東京都の世田谷区は、同性婚の婚姻を認めたが、これを先進区と自慢するのはよくわからない考えだ、と自民党の議員は語っている。
自民党の議員は、少子化のことについてを話したさいに、性の少数者のことについてを触れたようだ。少子化の話をするさいに、性の少数者のことを持ち出すのは、話がすり替わっているのではないだろうか。
性の少数者のことを持ち出すのであれば、一般として見れば、少数者の権利をとるようにするのは社会の中では重要なことがらだ。社会の中でできるだけ少数者の権利をとれるようにすることが、政治家の努めなのではないだろうか。
性の少数者ばかりになったら国はつぶれると言うが、これはもうひとつよくわからない想定だ。国がつぶれるのだとしたら色々なことによるのであって、それを一つひとつできるかぎり防ぐのが政治家の努めだろう。

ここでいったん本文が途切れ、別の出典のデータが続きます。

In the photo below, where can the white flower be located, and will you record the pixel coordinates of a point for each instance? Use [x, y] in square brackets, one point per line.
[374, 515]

現実には、権力に近い政治家があまりにも愚かだったりおかしかったりするために、国がつぶれてしまうおそれは決して低くはない。
少子化と国がつぶれるのとはまったく同じわけではない。少子化ではあってもいまのところ国がつぶれてはいないし、国の中で性の少数者ばかりになっているのではないのがある。性の少数者は多数派ではなくてあくまで少数者にとどまっている。多数者も生きやすくて、少数者も同じように生きやすいようになってほしいものだ。

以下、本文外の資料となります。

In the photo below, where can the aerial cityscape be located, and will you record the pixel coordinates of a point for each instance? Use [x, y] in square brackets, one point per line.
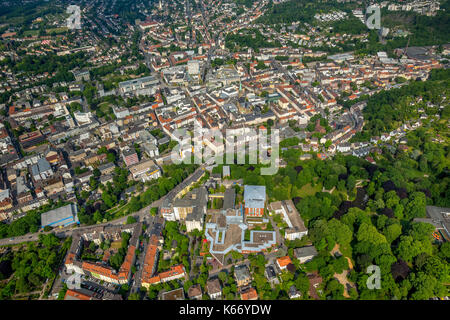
[224, 150]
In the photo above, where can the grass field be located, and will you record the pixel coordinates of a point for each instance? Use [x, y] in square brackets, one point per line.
[31, 33]
[308, 190]
[57, 30]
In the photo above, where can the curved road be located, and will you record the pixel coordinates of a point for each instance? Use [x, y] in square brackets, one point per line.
[65, 232]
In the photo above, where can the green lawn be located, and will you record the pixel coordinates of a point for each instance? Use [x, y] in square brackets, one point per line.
[57, 30]
[308, 190]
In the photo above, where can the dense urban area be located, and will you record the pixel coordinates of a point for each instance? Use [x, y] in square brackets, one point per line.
[92, 207]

少子化の現象を何とかしたいのであれば、そこに性の少数者のことをからめるのは適したことだとは言いがたいものだろう。それらは別々なものであって、それぞれに改めるようにできればよい。少子化にたいして有効な手だてが打ちづらいからといって、ほかのことをとり上げてやり玉にあげるのはごまかしにしかなりそうにない。特効薬や即効薬はあるとは言えず、社会を着実に少しずつよくして行くしかないだろうが、いまの首相や権力に近い政治家にそれをのぞむことはきわめて困難だ。